For those that live in the New Rome, my fellow Roman citizens who perhaps neither realize that the Empire exists nor that it is in a late-stage decline none of the implications we can draw from the above bode well for us. Domestically it will be impossible to achieve good governance, the corruption, absurdity, division, deception, and inefficiency that we observe is the future. The only partial solution available, the only method that can possibly hold it together is one that looks almost nothing like our original conception of ourselves starting out. It can be no other way.[6] The only glue that can hold it together going forward is an increasingly powerful system of control over the increasingly disaffected people. We have only one possible future, total collapse is an impossibility, total control, guided by one of the available ideologies and buttressed by man’s innate desire for power is our future lot.

 

If Putin lives long enough, or if his successor holds to his worldview, Russia will eventually achieve success in Ukraine, but this will not be the end of it. It remains to be seen, what decisions the global south will make, and what ultimate side China will presume to be ultimately victorious; they will be pragmatic and not principled in this decision.

 

If the economic order shifts, if China finally and fully sides with Russia, and the economic order is torn into two camps, with much of the global south defecting, perhaps the end of the petrodollar and the establishment of a second global reserve currency, well, at a macro level one could argue that in the long march of history this is a good thing. But for the citizens of the New Rome, this means nothing good. Empires do not merely fade away, the British empire did not fade away, it fought two world wars in order to maintain itself and merely passed along a mantle in its last dying breath. New Rome has no such candidate to pass the mantle to, our prosperity is built upon global hegemony, economic hegemony supported by a perceived military hegemony. The military aspect of the hegemon is possible only because of the economic system. Remove that, and the legions become hollow.

 

But empires with hollow legions and corrupt emperors do not simply pack it all up, concede defeat and go home. They fight, they fight ever more desperately, increasingly more irrationally and in the end, with reckless abandon and folly. The age-old allure of power is insatiable, it matters not that in late-stage empires that domestic conditions are intolerable, that people rise up to protest and resist.
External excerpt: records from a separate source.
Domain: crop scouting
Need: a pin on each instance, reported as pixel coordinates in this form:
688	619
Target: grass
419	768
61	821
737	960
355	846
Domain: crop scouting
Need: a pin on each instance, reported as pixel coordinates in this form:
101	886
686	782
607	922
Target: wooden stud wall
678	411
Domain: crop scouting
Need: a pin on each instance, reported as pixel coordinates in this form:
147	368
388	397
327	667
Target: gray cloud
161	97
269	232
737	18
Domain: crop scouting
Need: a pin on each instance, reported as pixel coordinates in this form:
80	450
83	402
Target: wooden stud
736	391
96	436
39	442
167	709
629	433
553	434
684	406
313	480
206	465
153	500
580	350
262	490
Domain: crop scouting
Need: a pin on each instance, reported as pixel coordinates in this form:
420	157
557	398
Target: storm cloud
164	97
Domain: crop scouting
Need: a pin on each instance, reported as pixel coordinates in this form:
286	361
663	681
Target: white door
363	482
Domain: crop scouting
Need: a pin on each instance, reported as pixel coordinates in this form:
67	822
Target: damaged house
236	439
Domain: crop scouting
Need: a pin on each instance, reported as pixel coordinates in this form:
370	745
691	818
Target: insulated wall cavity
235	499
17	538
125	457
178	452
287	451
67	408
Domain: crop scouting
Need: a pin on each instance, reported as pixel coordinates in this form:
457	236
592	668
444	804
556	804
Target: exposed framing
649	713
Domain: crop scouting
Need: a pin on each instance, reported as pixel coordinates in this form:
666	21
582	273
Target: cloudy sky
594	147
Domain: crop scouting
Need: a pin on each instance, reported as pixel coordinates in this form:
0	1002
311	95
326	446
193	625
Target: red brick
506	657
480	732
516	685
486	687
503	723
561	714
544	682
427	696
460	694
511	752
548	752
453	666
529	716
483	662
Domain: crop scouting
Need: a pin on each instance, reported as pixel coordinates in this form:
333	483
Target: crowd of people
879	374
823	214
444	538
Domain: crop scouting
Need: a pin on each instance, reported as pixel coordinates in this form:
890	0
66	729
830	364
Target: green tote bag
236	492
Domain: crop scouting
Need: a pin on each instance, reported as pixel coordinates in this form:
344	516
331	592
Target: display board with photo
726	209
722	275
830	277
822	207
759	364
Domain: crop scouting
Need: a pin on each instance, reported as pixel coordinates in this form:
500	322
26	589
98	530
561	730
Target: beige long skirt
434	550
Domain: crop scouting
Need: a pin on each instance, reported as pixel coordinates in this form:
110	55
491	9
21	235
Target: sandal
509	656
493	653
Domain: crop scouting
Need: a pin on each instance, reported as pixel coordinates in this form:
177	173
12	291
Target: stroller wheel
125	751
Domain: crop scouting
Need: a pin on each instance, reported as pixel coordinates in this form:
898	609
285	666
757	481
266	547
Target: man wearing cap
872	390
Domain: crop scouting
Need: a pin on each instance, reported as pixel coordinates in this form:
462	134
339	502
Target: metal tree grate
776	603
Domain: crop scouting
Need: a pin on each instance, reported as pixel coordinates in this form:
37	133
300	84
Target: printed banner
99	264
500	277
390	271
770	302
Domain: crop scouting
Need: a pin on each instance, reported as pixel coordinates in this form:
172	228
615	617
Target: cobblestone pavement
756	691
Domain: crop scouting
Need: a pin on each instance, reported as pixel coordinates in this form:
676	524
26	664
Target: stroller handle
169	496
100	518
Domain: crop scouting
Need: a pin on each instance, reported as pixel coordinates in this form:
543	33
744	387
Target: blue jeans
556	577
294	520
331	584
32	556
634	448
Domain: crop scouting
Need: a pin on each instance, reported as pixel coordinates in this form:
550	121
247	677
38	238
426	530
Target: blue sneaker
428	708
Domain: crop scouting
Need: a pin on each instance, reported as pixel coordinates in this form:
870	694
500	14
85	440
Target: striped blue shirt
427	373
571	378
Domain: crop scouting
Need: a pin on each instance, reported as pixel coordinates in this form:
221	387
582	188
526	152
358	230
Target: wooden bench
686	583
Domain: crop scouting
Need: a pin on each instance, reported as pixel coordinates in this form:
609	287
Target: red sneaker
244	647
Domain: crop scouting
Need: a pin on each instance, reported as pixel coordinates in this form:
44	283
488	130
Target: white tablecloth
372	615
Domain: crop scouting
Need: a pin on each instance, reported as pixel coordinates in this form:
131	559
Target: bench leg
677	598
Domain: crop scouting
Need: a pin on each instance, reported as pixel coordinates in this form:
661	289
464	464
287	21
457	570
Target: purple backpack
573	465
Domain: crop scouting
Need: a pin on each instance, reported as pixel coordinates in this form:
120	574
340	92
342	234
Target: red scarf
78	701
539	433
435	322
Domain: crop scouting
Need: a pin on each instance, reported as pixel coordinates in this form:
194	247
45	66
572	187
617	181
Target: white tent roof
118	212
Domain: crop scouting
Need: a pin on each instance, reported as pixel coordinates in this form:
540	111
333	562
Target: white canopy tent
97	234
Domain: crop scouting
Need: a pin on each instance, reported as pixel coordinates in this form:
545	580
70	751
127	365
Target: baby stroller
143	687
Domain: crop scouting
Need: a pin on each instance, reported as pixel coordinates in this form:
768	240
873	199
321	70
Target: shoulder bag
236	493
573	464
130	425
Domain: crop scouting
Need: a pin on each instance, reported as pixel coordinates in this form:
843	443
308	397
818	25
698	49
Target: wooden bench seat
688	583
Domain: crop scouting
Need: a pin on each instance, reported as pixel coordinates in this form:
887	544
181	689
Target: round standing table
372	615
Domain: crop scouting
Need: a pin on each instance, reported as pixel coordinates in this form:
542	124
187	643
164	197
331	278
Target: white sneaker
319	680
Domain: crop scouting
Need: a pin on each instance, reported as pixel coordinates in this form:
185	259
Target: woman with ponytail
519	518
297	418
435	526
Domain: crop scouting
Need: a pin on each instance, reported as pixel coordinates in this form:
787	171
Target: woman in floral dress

Those that cannot be deceived, or bought off through more bread and circuses are arrested, imprisoned, or killed on the streets and in their homes. Most read the placards glued to the town walls and submit, for there is no other real option but death and suffering, most given this Sophie’s Choice choose life and suffering.

 

In the midst of it all Truth remains. It was the conceptualization of truth that initially sustained and built the West. It was the very thing that enabled empire builders to succeed. It is truth that is at the heart of the conflict we see unfolding geopolitically and domestically. It is ultimately only Truth that matters. New Rome has been overtaken by a post-truth ideology, it is this fact that enabled the repetition of all that went wrong with Rome – human nature is a general law of history.[7]